Sporting astonishingly long, white whiskers, Longstreet was en route to his home in Gainesville, Ga.,  from the Grand Reunion of Civil War veterans in Gettysburg. The former lieutenant general was the star attraction on that hallowed ground where George Meade out-generaled Lee 25 years earlier. “No man in Gettysburg,” a New York newspaper noted, was “more honored nor more sought than he.”

At roughly 11 p.m., Longstreet boarded the southbound Virginia Midland Railroad’s No. 52 train, “The Piedmont Airline,” in Washington. At least two other Confederate veterans were also aboard – including New Orleans-bound Louis G. Cortes, a “whole-souled, open-hearted, compassionate man” who, as a 19-year-private in the 7th Louisiana, lost his left leg at Gettysburg. Fighting for Brigadier General Harry Hays’ famed “Louisiana Tigers,” Cortez was taken prisoner in Pennsylvania and not exchanged until early 1864. He also attended the Gettysburg reunion.

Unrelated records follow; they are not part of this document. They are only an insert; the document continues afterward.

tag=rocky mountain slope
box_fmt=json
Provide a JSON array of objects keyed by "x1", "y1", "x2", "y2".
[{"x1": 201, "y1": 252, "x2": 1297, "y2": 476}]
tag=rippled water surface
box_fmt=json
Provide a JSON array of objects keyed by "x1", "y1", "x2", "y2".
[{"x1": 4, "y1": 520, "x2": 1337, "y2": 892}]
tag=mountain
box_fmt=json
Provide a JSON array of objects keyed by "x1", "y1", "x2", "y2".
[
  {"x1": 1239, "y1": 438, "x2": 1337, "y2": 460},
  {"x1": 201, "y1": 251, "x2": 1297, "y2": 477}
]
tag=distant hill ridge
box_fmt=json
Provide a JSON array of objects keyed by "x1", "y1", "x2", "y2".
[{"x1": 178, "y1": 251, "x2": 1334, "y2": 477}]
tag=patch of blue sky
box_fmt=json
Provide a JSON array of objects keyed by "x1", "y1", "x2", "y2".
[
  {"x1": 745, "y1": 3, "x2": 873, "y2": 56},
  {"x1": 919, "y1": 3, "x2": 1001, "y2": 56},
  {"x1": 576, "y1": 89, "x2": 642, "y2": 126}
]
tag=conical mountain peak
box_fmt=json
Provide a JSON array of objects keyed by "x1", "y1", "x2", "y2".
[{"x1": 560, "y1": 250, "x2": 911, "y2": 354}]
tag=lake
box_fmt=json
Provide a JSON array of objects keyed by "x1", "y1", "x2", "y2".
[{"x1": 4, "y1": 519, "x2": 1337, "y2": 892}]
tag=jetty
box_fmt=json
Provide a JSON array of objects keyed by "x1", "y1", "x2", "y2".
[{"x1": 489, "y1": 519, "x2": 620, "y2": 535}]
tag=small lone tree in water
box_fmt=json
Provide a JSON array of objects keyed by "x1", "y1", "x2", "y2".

The train, scheduled to make stops in Augusta, Georgia; Atlanta and New Orleans, typically carried between 150 and 200 passengers. No. 52 consisted of mail, baggage, smoking and ladies’ cars, three sleepers, the locomotive (Engine 694) and a tender.

James Longstreet, sporting long, white whiskers, was returning from the Grand Reunion 
at Gettysburg when the train he was aboard wrecked at the "Fat Nancy" trestle.
(William Tipton photo)

Longstreet was in a sleeper car as the train snaked its way through countryside ravaged by civil war decades earlier. At roughly 2 a.m., “The Piedmont Airline” arrived with sleeping and groggy passengers in Orange Court House. A short time later, conductor C.P. Taylor eased it out of the station on the Virginia Midland Railroad line. Two miles south of Orange Court House, the train slowed to about 4 m.p.h. as it approached the 44-foot-high, wooden Browning Trestle spanning rain-swollen Two Runs Creek below.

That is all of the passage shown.